Published October 15, 2007 by
Can a marriage be complete without children? The answer to this question depends greatly on social conditions. Until recently, marriage without children was regarded as purposeless, as it still is among certain national and cultural groups. A marriage that remained childless lost its meaning and for that reason frequently could be dissolved. Mankind has, however, developed beyond this "naturalistic" view, for with the decrease in mortality of children and with the prolongation of human life, fertility has become less important for the preservation of mankind, nations, and races. General cultural and political conceptions determine the desire for children more than do economic necessities.
The relationship between economic conditions and the number of children is complex. Families who can afford many children generally have fewer than those who cannot afford them. Some couples plan parenthood in accordance with their ability to support children. Wanting children is natural, but social forces around us influence our thinking so that we either procreate without restraint, or control our fertility even to the point of having no children.

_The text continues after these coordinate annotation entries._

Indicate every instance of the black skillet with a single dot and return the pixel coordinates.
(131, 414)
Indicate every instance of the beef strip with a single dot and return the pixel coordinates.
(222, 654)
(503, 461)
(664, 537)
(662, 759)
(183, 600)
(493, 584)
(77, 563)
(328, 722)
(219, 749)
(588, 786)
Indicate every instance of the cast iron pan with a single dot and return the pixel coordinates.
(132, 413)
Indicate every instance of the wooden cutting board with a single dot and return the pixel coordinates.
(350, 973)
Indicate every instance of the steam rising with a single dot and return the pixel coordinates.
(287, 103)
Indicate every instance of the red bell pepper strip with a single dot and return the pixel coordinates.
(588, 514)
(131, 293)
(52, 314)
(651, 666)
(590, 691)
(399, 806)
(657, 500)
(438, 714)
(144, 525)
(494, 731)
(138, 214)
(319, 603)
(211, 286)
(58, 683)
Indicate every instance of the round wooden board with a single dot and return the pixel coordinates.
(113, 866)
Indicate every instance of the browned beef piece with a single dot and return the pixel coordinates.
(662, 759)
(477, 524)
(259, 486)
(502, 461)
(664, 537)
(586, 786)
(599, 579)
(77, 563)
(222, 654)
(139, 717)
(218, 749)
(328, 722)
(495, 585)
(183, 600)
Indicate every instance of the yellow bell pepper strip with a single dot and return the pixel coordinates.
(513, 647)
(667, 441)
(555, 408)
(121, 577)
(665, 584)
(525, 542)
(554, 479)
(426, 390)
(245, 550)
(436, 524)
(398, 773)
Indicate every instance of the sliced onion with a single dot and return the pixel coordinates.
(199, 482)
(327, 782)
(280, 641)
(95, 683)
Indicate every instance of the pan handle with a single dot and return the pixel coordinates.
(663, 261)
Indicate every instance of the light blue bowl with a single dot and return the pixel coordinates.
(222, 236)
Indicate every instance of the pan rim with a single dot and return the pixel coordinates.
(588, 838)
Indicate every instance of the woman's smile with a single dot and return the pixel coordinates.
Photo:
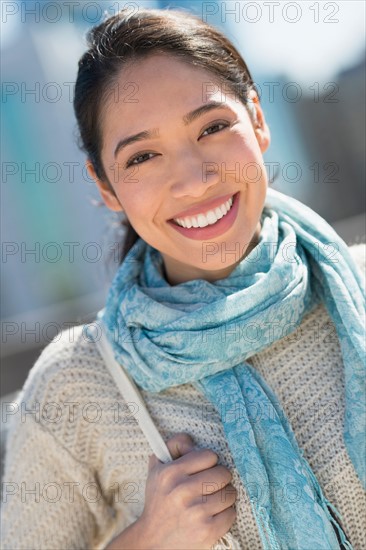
(206, 229)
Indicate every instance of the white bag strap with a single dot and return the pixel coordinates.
(131, 394)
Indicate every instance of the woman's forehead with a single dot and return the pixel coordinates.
(163, 82)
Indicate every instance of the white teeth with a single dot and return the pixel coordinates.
(202, 220)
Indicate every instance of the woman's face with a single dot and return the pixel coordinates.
(184, 158)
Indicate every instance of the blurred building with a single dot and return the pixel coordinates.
(56, 244)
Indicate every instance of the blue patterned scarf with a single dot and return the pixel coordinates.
(169, 335)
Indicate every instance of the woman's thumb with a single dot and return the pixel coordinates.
(178, 445)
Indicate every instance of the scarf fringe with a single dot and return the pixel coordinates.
(267, 533)
(226, 542)
(326, 504)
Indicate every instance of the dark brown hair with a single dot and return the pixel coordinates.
(126, 37)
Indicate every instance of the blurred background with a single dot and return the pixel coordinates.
(59, 251)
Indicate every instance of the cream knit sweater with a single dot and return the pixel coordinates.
(76, 466)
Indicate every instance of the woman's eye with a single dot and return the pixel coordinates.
(138, 159)
(214, 128)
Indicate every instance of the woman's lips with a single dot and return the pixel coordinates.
(214, 230)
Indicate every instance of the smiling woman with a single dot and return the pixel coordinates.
(237, 312)
(161, 173)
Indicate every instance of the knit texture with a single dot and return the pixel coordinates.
(84, 457)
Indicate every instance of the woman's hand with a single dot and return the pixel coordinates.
(189, 501)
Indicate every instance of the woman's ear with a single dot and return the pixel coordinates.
(261, 129)
(107, 194)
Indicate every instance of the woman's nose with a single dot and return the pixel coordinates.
(191, 175)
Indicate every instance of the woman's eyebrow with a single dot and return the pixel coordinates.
(154, 132)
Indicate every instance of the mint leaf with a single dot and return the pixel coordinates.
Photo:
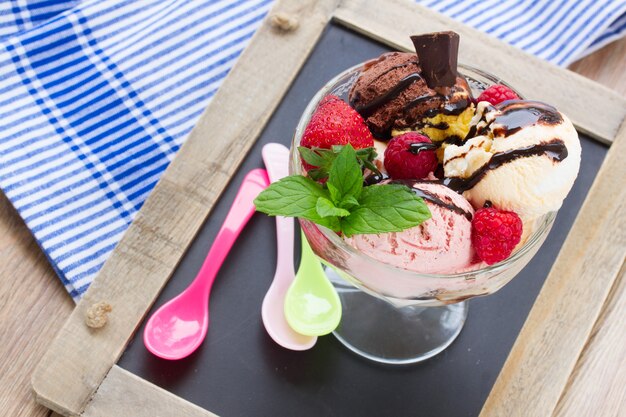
(385, 208)
(295, 196)
(326, 208)
(322, 159)
(345, 177)
(349, 202)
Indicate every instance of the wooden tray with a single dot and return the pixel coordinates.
(79, 375)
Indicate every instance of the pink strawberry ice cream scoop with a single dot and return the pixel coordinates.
(439, 245)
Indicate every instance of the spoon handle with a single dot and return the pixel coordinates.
(276, 159)
(238, 215)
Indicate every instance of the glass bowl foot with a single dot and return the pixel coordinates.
(377, 330)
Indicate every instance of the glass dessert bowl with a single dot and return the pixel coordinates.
(391, 314)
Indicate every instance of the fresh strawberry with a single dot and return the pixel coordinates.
(495, 233)
(497, 94)
(410, 156)
(336, 123)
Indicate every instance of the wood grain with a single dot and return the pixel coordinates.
(143, 261)
(560, 323)
(594, 109)
(33, 305)
(122, 391)
(606, 66)
(597, 387)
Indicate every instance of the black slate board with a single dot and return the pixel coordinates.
(239, 371)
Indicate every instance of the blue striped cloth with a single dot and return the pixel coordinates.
(97, 96)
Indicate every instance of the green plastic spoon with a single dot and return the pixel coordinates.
(312, 306)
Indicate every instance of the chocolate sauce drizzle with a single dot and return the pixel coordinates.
(517, 114)
(555, 150)
(432, 197)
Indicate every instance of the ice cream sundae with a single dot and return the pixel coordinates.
(479, 172)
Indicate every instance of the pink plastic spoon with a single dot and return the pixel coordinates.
(179, 326)
(276, 159)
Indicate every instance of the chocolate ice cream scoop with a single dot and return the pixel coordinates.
(393, 93)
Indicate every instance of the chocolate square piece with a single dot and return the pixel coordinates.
(437, 55)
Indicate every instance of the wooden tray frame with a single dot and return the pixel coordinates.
(570, 335)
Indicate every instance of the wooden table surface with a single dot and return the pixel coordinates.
(34, 304)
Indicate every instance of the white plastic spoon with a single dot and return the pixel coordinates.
(276, 158)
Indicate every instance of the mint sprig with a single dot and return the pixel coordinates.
(323, 159)
(343, 203)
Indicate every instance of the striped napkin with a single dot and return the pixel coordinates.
(97, 96)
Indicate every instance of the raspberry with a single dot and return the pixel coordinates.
(497, 94)
(406, 159)
(495, 233)
(336, 123)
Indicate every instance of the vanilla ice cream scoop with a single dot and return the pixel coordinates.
(521, 156)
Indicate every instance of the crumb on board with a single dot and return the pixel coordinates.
(283, 22)
(96, 316)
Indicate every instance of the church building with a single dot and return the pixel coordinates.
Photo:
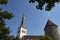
(50, 29)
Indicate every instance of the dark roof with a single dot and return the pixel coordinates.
(32, 37)
(50, 22)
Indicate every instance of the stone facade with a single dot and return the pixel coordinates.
(51, 30)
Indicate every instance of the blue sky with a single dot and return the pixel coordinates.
(35, 20)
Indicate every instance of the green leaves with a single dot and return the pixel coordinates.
(49, 4)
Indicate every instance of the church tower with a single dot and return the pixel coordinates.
(51, 30)
(22, 31)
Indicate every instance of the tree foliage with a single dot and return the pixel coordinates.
(49, 4)
(3, 2)
(46, 38)
(5, 31)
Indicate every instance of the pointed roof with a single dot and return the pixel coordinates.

In some relationships, they've already talked about having babies or picked out baby clothes before they've even gotten married. It varies greatly from one relationship to another, no decision is incorrect.
The ability to conquer natural forces in the outside world and within himself enables man today to make a deliberate decision. We must recognize the antagonistic social tendencies which affect the individual and complicate the marital problems. On one side are certain religious and political demands to rear as many children as possible. The sociological background of the political encouragement of birth is obvious. Groups striving for national or racial superiority demand a large number of offspring to claim more rights and to supply armies to fight for them. It is more difficult to trace the social meaning of religious prescripts. The idea of Divine Providence excludes man's right to decide about life, which is given and taken by the Lord. A third factor responsible for large families today is quite different. It is indifference and ignorance which often prevent deliberate planning of parenthood.

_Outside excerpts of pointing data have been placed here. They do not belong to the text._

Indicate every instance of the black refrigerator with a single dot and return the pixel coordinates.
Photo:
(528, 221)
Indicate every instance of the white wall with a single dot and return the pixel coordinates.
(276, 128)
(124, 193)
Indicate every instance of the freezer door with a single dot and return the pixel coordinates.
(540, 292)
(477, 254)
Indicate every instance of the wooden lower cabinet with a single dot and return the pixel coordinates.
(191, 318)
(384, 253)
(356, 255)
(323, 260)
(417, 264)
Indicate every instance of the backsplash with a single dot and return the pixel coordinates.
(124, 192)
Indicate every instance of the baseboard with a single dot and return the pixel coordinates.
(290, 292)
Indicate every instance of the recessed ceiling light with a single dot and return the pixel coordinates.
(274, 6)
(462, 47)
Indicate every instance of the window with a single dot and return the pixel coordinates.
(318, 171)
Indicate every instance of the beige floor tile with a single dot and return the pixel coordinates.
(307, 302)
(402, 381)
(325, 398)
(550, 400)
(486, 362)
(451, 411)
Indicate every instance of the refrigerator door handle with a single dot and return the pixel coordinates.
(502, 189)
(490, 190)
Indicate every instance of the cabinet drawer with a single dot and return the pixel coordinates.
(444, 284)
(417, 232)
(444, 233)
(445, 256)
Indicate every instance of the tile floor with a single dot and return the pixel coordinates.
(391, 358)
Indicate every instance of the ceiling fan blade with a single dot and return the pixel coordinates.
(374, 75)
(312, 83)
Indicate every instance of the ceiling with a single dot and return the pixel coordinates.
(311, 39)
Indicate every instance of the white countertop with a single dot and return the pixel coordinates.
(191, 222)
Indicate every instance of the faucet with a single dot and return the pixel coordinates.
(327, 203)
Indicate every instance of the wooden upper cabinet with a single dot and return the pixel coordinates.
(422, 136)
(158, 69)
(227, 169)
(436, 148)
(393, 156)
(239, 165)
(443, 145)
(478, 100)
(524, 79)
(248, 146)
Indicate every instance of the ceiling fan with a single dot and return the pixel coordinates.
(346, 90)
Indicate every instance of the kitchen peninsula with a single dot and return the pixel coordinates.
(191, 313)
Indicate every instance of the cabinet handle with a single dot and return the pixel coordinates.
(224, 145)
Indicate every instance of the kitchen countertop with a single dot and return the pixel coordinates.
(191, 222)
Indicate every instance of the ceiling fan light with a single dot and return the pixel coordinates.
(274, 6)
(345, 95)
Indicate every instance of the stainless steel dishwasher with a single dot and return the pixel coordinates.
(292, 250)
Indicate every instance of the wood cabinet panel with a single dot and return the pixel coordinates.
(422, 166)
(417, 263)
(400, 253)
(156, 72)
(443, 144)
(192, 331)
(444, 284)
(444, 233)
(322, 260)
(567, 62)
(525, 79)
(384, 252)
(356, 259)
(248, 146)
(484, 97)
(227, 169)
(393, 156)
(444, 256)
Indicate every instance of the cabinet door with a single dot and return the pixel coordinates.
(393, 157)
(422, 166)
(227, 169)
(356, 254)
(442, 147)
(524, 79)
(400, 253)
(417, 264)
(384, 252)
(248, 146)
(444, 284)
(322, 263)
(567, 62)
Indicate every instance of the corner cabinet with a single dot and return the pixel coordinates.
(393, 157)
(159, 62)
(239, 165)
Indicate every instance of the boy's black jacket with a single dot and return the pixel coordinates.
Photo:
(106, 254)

On the other side we are confronted also by divergent forces coinciding in the demand for limited parenthood. A certain sense of responsibility prevents some married couples from having children, because they cannot offer what they feel children require-economic security, pleasant surroundings, a balanced and happy life, and reasonable prospects for the future. They question the right of anyone to produce children in times as distressing as the present. This argument in itself may be based on a real sense of responsibility and be part of an outlook on life following ideas of Malthus, or it may express only personal cowardice and timidity. A more courageous person may see chances for progeny where a timid soul cannot envisage even his own survival. Selfish tendencies are frequently hidden behind a pretense of responsibility. Women may be more interested in "girlish figures" than in womanhood; men may consider the accumulation of money more important than spending it on children. Caring for a child may involve sacrifice of leisure time and freedom of movement.
The nature of the theses offered as reasons for or against procreation makes it difficult to decide in anyone instance what influence the existence or nonexistence of children may have on the fate of the marriage. The outcome will depend very much on the moral forces involved. Couples having many children because they are inspired by deep religious feelings or by feelings of national and racial pride face different problems than a couple whose numerous offspring are the undesired products of carelessness or drunkenness. On the other side, a childless union as a result of selfishness and fear is different from the companionship of two people devoted exclusively to each other. Whether childbirth is avoided because of sincere consideration for the child or for consideration for the parents has practical consequences upon the marriage.
Since man has learned to regulate reproduction, there has been a definite tendency to reduce the number of offspring sharply. Moreover, the whole meaning of marriage has changed with the emancipation of women. Companionship has to a large degree replaced motherhood. Love has become meaningful even without "natural" consequences. Sexuality is no longer merely a scheming device of nature to force reproduction. Human sex proves thereby its independence of natural compulsion; it has changed its function from the animalistic drive as part of the reproduction process to a human practice for personal gratification. Love unites two human beings for common endeavor, and having children is only one part of their marital functions. Husband and wife have significance for each other apart from their potential parenthood.